# Sample Efficient Hyperspectral Unmixing Design Document
[GitHub Repository](https://github.com/CVC-Lab/SampleEfficientHyperspectralUnmixing)
All floats are `float32` unless otherwise specified.
## To-Do
- Something that will generate a synthetic dataset
- DONE (Could be improved)
- A PyTorch Dataset that takes as input coordinates for a square and returns the average of pixels in that square
- Still needs doing
- dataset.initialize()
- This dataset will be initialized with a hyperspectral image, such as an image from the synthetic dataset
- The image will be of size m x n x p where p >> 1
- The dataset will take as input an index (i,j) where $i \in [0,m)$ and $j \in [0,n)$ are integers and an integer input $w \ge 1$
- The dataset will then output the average of all pixels in the set $(i:i+w-1,j:j+w-1)$
- EXAMPLE:
- dataset.get_HSblock([i,j],width):
- block = HSImage[i:i+width-1,j:j+width-1]
- sum = 0
- for pixel in block:
- sum += pixel
- return sum / (number of pixels in block)
- dataset.get_MATblock
- block = MATImage[i:i+width-1,j:j+width-1]
- sum = 0
- for pixel in block:
- sum += pixel
- return sum / (number of pixels in block)

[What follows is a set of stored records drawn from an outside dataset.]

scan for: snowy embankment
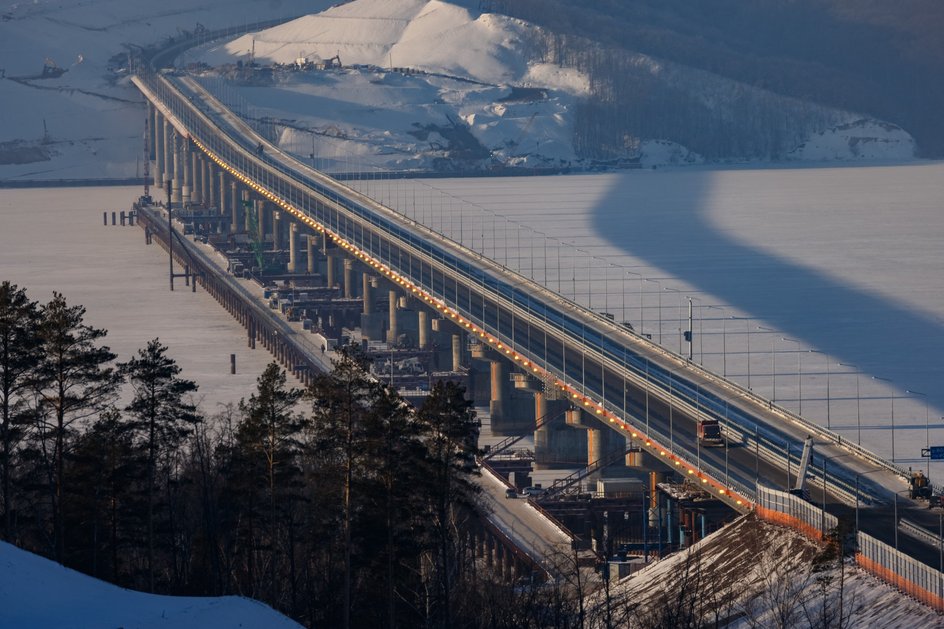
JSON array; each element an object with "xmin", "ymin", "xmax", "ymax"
[
  {"xmin": 0, "ymin": 541, "xmax": 301, "ymax": 629},
  {"xmin": 604, "ymin": 515, "xmax": 940, "ymax": 628}
]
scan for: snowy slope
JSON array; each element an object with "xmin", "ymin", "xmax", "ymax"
[
  {"xmin": 0, "ymin": 541, "xmax": 302, "ymax": 629},
  {"xmin": 607, "ymin": 515, "xmax": 941, "ymax": 628},
  {"xmin": 189, "ymin": 0, "xmax": 588, "ymax": 173}
]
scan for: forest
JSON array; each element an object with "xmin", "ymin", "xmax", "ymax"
[
  {"xmin": 0, "ymin": 280, "xmax": 871, "ymax": 628},
  {"xmin": 484, "ymin": 0, "xmax": 944, "ymax": 159}
]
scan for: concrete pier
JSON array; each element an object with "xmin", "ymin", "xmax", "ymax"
[
  {"xmin": 343, "ymin": 259, "xmax": 354, "ymax": 298},
  {"xmin": 288, "ymin": 223, "xmax": 298, "ymax": 273},
  {"xmin": 387, "ymin": 289, "xmax": 399, "ymax": 344}
]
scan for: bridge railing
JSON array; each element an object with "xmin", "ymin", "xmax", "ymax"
[{"xmin": 857, "ymin": 530, "xmax": 944, "ymax": 611}]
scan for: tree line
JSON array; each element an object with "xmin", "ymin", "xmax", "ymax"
[{"xmin": 0, "ymin": 280, "xmax": 574, "ymax": 627}]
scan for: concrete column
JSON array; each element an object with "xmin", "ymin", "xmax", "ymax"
[
  {"xmin": 230, "ymin": 182, "xmax": 240, "ymax": 232},
  {"xmin": 587, "ymin": 426, "xmax": 604, "ymax": 474},
  {"xmin": 181, "ymin": 140, "xmax": 192, "ymax": 206},
  {"xmin": 153, "ymin": 106, "xmax": 163, "ymax": 189},
  {"xmin": 243, "ymin": 191, "xmax": 252, "ymax": 232},
  {"xmin": 343, "ymin": 259, "xmax": 354, "ymax": 298},
  {"xmin": 307, "ymin": 234, "xmax": 316, "ymax": 274},
  {"xmin": 362, "ymin": 274, "xmax": 373, "ymax": 313},
  {"xmin": 326, "ymin": 253, "xmax": 336, "ymax": 288},
  {"xmin": 219, "ymin": 171, "xmax": 228, "ymax": 225},
  {"xmin": 171, "ymin": 130, "xmax": 182, "ymax": 205},
  {"xmin": 191, "ymin": 151, "xmax": 201, "ymax": 205},
  {"xmin": 453, "ymin": 333, "xmax": 463, "ymax": 372},
  {"xmin": 489, "ymin": 359, "xmax": 507, "ymax": 420},
  {"xmin": 288, "ymin": 223, "xmax": 298, "ymax": 273},
  {"xmin": 272, "ymin": 210, "xmax": 282, "ymax": 250},
  {"xmin": 254, "ymin": 199, "xmax": 265, "ymax": 242},
  {"xmin": 387, "ymin": 290, "xmax": 399, "ymax": 344},
  {"xmin": 200, "ymin": 153, "xmax": 216, "ymax": 207},
  {"xmin": 163, "ymin": 119, "xmax": 173, "ymax": 193},
  {"xmin": 418, "ymin": 310, "xmax": 429, "ymax": 349}
]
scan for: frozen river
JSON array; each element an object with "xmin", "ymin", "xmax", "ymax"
[
  {"xmin": 0, "ymin": 186, "xmax": 281, "ymax": 413},
  {"xmin": 348, "ymin": 161, "xmax": 944, "ymax": 478},
  {"xmin": 3, "ymin": 162, "xmax": 944, "ymax": 479}
]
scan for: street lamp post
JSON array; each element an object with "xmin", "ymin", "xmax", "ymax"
[
  {"xmin": 873, "ymin": 376, "xmax": 896, "ymax": 462},
  {"xmin": 839, "ymin": 363, "xmax": 861, "ymax": 444}
]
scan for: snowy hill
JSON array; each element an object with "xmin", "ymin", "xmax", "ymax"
[
  {"xmin": 0, "ymin": 0, "xmax": 919, "ymax": 182},
  {"xmin": 0, "ymin": 541, "xmax": 302, "ymax": 629}
]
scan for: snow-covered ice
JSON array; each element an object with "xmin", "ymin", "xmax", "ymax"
[
  {"xmin": 0, "ymin": 186, "xmax": 285, "ymax": 411},
  {"xmin": 346, "ymin": 161, "xmax": 944, "ymax": 479}
]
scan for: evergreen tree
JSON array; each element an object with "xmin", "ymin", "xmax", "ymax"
[
  {"xmin": 31, "ymin": 293, "xmax": 120, "ymax": 563},
  {"xmin": 416, "ymin": 380, "xmax": 481, "ymax": 628},
  {"xmin": 233, "ymin": 363, "xmax": 305, "ymax": 607},
  {"xmin": 0, "ymin": 282, "xmax": 42, "ymax": 541},
  {"xmin": 119, "ymin": 338, "xmax": 199, "ymax": 591}
]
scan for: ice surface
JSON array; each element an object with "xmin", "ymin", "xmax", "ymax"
[
  {"xmin": 0, "ymin": 186, "xmax": 285, "ymax": 412},
  {"xmin": 347, "ymin": 161, "xmax": 944, "ymax": 478}
]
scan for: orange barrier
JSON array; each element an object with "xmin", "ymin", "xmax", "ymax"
[{"xmin": 856, "ymin": 553, "xmax": 944, "ymax": 611}]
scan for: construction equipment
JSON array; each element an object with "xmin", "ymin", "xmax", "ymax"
[{"xmin": 909, "ymin": 470, "xmax": 933, "ymax": 500}]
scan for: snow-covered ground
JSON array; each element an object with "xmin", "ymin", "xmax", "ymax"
[
  {"xmin": 0, "ymin": 186, "xmax": 283, "ymax": 411},
  {"xmin": 0, "ymin": 540, "xmax": 302, "ymax": 629},
  {"xmin": 0, "ymin": 0, "xmax": 918, "ymax": 182},
  {"xmin": 345, "ymin": 161, "xmax": 944, "ymax": 480},
  {"xmin": 604, "ymin": 514, "xmax": 940, "ymax": 628},
  {"xmin": 0, "ymin": 0, "xmax": 332, "ymax": 181}
]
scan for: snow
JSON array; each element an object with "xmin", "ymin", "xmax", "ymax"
[
  {"xmin": 0, "ymin": 541, "xmax": 302, "ymax": 629},
  {"xmin": 0, "ymin": 186, "xmax": 285, "ymax": 411},
  {"xmin": 604, "ymin": 514, "xmax": 941, "ymax": 628},
  {"xmin": 789, "ymin": 120, "xmax": 917, "ymax": 162},
  {"xmin": 0, "ymin": 0, "xmax": 334, "ymax": 181},
  {"xmin": 346, "ymin": 161, "xmax": 944, "ymax": 480}
]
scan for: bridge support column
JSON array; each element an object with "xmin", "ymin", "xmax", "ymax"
[
  {"xmin": 287, "ymin": 223, "xmax": 298, "ymax": 273},
  {"xmin": 307, "ymin": 233, "xmax": 317, "ymax": 274},
  {"xmin": 164, "ymin": 120, "xmax": 175, "ymax": 201},
  {"xmin": 418, "ymin": 310, "xmax": 429, "ymax": 349},
  {"xmin": 207, "ymin": 161, "xmax": 216, "ymax": 212},
  {"xmin": 489, "ymin": 359, "xmax": 508, "ymax": 423},
  {"xmin": 152, "ymin": 106, "xmax": 163, "ymax": 189},
  {"xmin": 254, "ymin": 199, "xmax": 266, "ymax": 242},
  {"xmin": 272, "ymin": 210, "xmax": 282, "ymax": 250},
  {"xmin": 181, "ymin": 140, "xmax": 191, "ymax": 206},
  {"xmin": 452, "ymin": 333, "xmax": 463, "ymax": 372},
  {"xmin": 326, "ymin": 252, "xmax": 336, "ymax": 288},
  {"xmin": 362, "ymin": 274, "xmax": 374, "ymax": 313},
  {"xmin": 231, "ymin": 183, "xmax": 241, "ymax": 233},
  {"xmin": 171, "ymin": 129, "xmax": 182, "ymax": 205},
  {"xmin": 191, "ymin": 150, "xmax": 201, "ymax": 205},
  {"xmin": 387, "ymin": 289, "xmax": 399, "ymax": 344},
  {"xmin": 219, "ymin": 172, "xmax": 229, "ymax": 230},
  {"xmin": 343, "ymin": 259, "xmax": 354, "ymax": 298},
  {"xmin": 243, "ymin": 191, "xmax": 252, "ymax": 232}
]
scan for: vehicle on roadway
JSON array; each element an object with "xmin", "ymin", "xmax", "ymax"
[{"xmin": 697, "ymin": 419, "xmax": 724, "ymax": 447}]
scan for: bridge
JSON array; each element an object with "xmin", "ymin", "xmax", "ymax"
[{"xmin": 129, "ymin": 30, "xmax": 944, "ymax": 601}]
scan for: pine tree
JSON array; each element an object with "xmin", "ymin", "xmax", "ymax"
[
  {"xmin": 119, "ymin": 338, "xmax": 199, "ymax": 591},
  {"xmin": 416, "ymin": 380, "xmax": 481, "ymax": 628},
  {"xmin": 0, "ymin": 282, "xmax": 42, "ymax": 541},
  {"xmin": 234, "ymin": 362, "xmax": 305, "ymax": 607},
  {"xmin": 31, "ymin": 293, "xmax": 120, "ymax": 563}
]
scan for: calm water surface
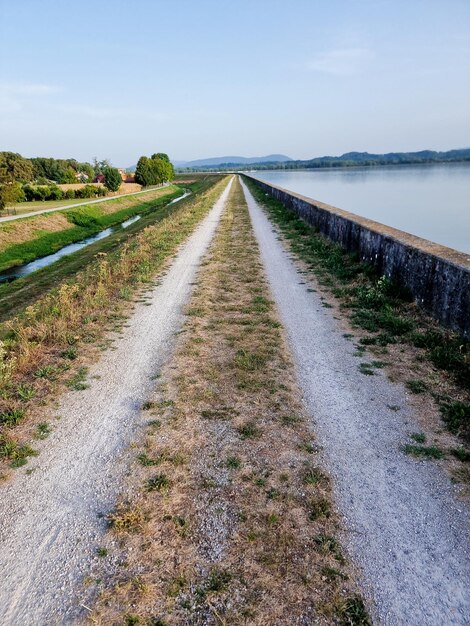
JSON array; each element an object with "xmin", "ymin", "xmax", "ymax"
[{"xmin": 254, "ymin": 163, "xmax": 470, "ymax": 254}]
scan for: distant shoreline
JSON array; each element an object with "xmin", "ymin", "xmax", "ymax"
[{"xmin": 176, "ymin": 149, "xmax": 470, "ymax": 173}]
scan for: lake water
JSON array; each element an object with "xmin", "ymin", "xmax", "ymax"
[{"xmin": 253, "ymin": 163, "xmax": 470, "ymax": 254}]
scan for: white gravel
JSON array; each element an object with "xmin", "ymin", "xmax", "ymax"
[
  {"xmin": 241, "ymin": 178, "xmax": 470, "ymax": 626},
  {"xmin": 0, "ymin": 178, "xmax": 232, "ymax": 625}
]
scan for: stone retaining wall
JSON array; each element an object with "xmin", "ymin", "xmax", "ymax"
[{"xmin": 244, "ymin": 175, "xmax": 470, "ymax": 337}]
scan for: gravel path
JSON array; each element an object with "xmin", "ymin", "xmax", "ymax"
[
  {"xmin": 0, "ymin": 178, "xmax": 232, "ymax": 625},
  {"xmin": 241, "ymin": 178, "xmax": 470, "ymax": 626},
  {"xmin": 0, "ymin": 185, "xmax": 171, "ymax": 223}
]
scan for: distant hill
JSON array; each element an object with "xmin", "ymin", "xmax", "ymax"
[
  {"xmin": 178, "ymin": 148, "xmax": 470, "ymax": 171},
  {"xmin": 175, "ymin": 154, "xmax": 292, "ymax": 169}
]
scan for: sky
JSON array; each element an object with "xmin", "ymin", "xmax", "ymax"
[{"xmin": 0, "ymin": 0, "xmax": 469, "ymax": 166}]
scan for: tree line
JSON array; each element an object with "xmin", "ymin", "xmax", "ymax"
[
  {"xmin": 176, "ymin": 148, "xmax": 470, "ymax": 172},
  {"xmin": 0, "ymin": 151, "xmax": 174, "ymax": 209}
]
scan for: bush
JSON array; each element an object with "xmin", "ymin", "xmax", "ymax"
[
  {"xmin": 75, "ymin": 184, "xmax": 103, "ymax": 199},
  {"xmin": 48, "ymin": 186, "xmax": 63, "ymax": 200},
  {"xmin": 22, "ymin": 184, "xmax": 36, "ymax": 201},
  {"xmin": 35, "ymin": 186, "xmax": 49, "ymax": 201},
  {"xmin": 64, "ymin": 189, "xmax": 76, "ymax": 199}
]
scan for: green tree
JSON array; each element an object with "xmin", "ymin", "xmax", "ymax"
[
  {"xmin": 77, "ymin": 162, "xmax": 95, "ymax": 182},
  {"xmin": 103, "ymin": 167, "xmax": 122, "ymax": 192},
  {"xmin": 135, "ymin": 153, "xmax": 175, "ymax": 186},
  {"xmin": 0, "ymin": 182, "xmax": 24, "ymax": 210},
  {"xmin": 0, "ymin": 152, "xmax": 34, "ymax": 184},
  {"xmin": 135, "ymin": 156, "xmax": 152, "ymax": 186},
  {"xmin": 93, "ymin": 157, "xmax": 111, "ymax": 176}
]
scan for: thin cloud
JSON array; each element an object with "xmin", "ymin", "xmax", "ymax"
[
  {"xmin": 0, "ymin": 83, "xmax": 61, "ymax": 114},
  {"xmin": 306, "ymin": 48, "xmax": 373, "ymax": 76},
  {"xmin": 0, "ymin": 83, "xmax": 60, "ymax": 96}
]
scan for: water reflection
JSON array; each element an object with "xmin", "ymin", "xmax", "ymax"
[{"xmin": 255, "ymin": 163, "xmax": 470, "ymax": 253}]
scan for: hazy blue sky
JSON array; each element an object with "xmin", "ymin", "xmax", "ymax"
[{"xmin": 1, "ymin": 0, "xmax": 469, "ymax": 166}]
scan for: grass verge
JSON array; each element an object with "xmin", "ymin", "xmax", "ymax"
[
  {"xmin": 89, "ymin": 177, "xmax": 370, "ymax": 625},
  {"xmin": 0, "ymin": 175, "xmax": 228, "ymax": 473}
]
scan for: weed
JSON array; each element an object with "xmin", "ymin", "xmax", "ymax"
[
  {"xmin": 450, "ymin": 447, "xmax": 470, "ymax": 462},
  {"xmin": 321, "ymin": 565, "xmax": 347, "ymax": 581},
  {"xmin": 266, "ymin": 487, "xmax": 280, "ymax": 500},
  {"xmin": 145, "ymin": 473, "xmax": 170, "ymax": 492},
  {"xmin": 403, "ymin": 444, "xmax": 444, "ymax": 459},
  {"xmin": 35, "ymin": 422, "xmax": 51, "ymax": 439},
  {"xmin": 16, "ymin": 384, "xmax": 36, "ymax": 401},
  {"xmin": 142, "ymin": 401, "xmax": 155, "ymax": 411},
  {"xmin": 406, "ymin": 379, "xmax": 428, "ymax": 394},
  {"xmin": 313, "ymin": 534, "xmax": 344, "ymax": 562},
  {"xmin": 298, "ymin": 440, "xmax": 316, "ymax": 454},
  {"xmin": 206, "ymin": 568, "xmax": 232, "ymax": 593},
  {"xmin": 107, "ymin": 505, "xmax": 145, "ymax": 533},
  {"xmin": 34, "ymin": 365, "xmax": 58, "ymax": 380},
  {"xmin": 226, "ymin": 456, "xmax": 241, "ymax": 469},
  {"xmin": 267, "ymin": 512, "xmax": 280, "ymax": 525},
  {"xmin": 60, "ymin": 347, "xmax": 77, "ymax": 360},
  {"xmin": 0, "ymin": 409, "xmax": 25, "ymax": 426},
  {"xmin": 0, "ymin": 434, "xmax": 37, "ymax": 466},
  {"xmin": 96, "ymin": 547, "xmax": 108, "ymax": 557},
  {"xmin": 237, "ymin": 421, "xmax": 261, "ymax": 439},
  {"xmin": 303, "ymin": 465, "xmax": 328, "ymax": 486},
  {"xmin": 439, "ymin": 399, "xmax": 470, "ymax": 443},
  {"xmin": 173, "ymin": 515, "xmax": 187, "ymax": 534},
  {"xmin": 66, "ymin": 367, "xmax": 89, "ymax": 391},
  {"xmin": 358, "ymin": 363, "xmax": 375, "ymax": 376},
  {"xmin": 201, "ymin": 406, "xmax": 236, "ymax": 420},
  {"xmin": 167, "ymin": 575, "xmax": 186, "ymax": 597},
  {"xmin": 309, "ymin": 496, "xmax": 331, "ymax": 520},
  {"xmin": 370, "ymin": 360, "xmax": 386, "ymax": 368},
  {"xmin": 339, "ymin": 596, "xmax": 371, "ymax": 625},
  {"xmin": 279, "ymin": 414, "xmax": 302, "ymax": 426},
  {"xmin": 410, "ymin": 432, "xmax": 426, "ymax": 444},
  {"xmin": 137, "ymin": 453, "xmax": 161, "ymax": 467}
]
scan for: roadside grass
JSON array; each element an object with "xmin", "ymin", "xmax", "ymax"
[
  {"xmin": 243, "ymin": 177, "xmax": 470, "ymax": 459},
  {"xmin": 0, "ymin": 185, "xmax": 182, "ymax": 272},
  {"xmin": 0, "ymin": 176, "xmax": 228, "ymax": 471},
  {"xmin": 90, "ymin": 177, "xmax": 369, "ymax": 625}
]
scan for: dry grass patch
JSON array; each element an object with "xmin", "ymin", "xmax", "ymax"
[
  {"xmin": 0, "ymin": 213, "xmax": 72, "ymax": 252},
  {"xmin": 90, "ymin": 178, "xmax": 369, "ymax": 625}
]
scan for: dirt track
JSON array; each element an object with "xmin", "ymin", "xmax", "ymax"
[
  {"xmin": 241, "ymin": 177, "xmax": 470, "ymax": 625},
  {"xmin": 0, "ymin": 179, "xmax": 232, "ymax": 625}
]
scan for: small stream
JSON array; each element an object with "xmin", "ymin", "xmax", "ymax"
[{"xmin": 0, "ymin": 190, "xmax": 191, "ymax": 284}]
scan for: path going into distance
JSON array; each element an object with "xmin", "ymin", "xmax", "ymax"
[
  {"xmin": 0, "ymin": 178, "xmax": 233, "ymax": 625},
  {"xmin": 0, "ymin": 184, "xmax": 170, "ymax": 223},
  {"xmin": 240, "ymin": 178, "xmax": 470, "ymax": 625}
]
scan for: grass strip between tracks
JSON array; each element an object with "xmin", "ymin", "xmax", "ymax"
[
  {"xmin": 89, "ymin": 177, "xmax": 370, "ymax": 626},
  {"xmin": 0, "ymin": 176, "xmax": 228, "ymax": 474}
]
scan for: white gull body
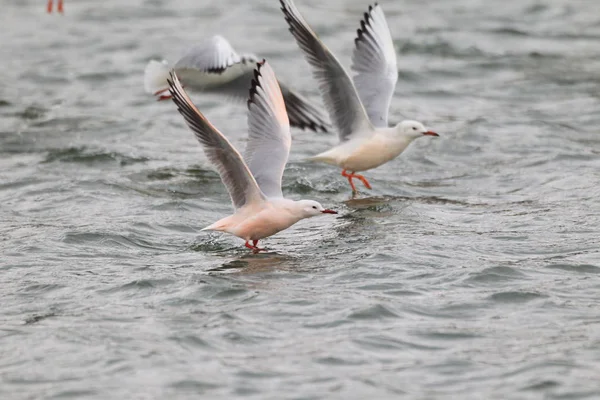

- HSImage and MATImage are the outputs of generateDataCube() from the synthetic dataset
- For now we can assume that these widths are squares, but we'll need varying side lenths later
- Endmember extractor
- We can probably use vertex component analysis
- For now, we can probably use the ground truth spectral signatures
- We will also need some sort of compression because VCA will not work with big data
- PCA will probably work for this
- It would be great if we could implement DAEN for this, but lets leave that for later
- The actual machine learner
- Chase will work on this
- For now we can use linear unmixing
- $Y = AW + E$
- $W = A^\dagger Y$
- This will work for now
- Autoencoder and decoder following [DAEN](https://ieeexplore-ieee-org.ezproxy.lib.utexas.edu/document/8628241)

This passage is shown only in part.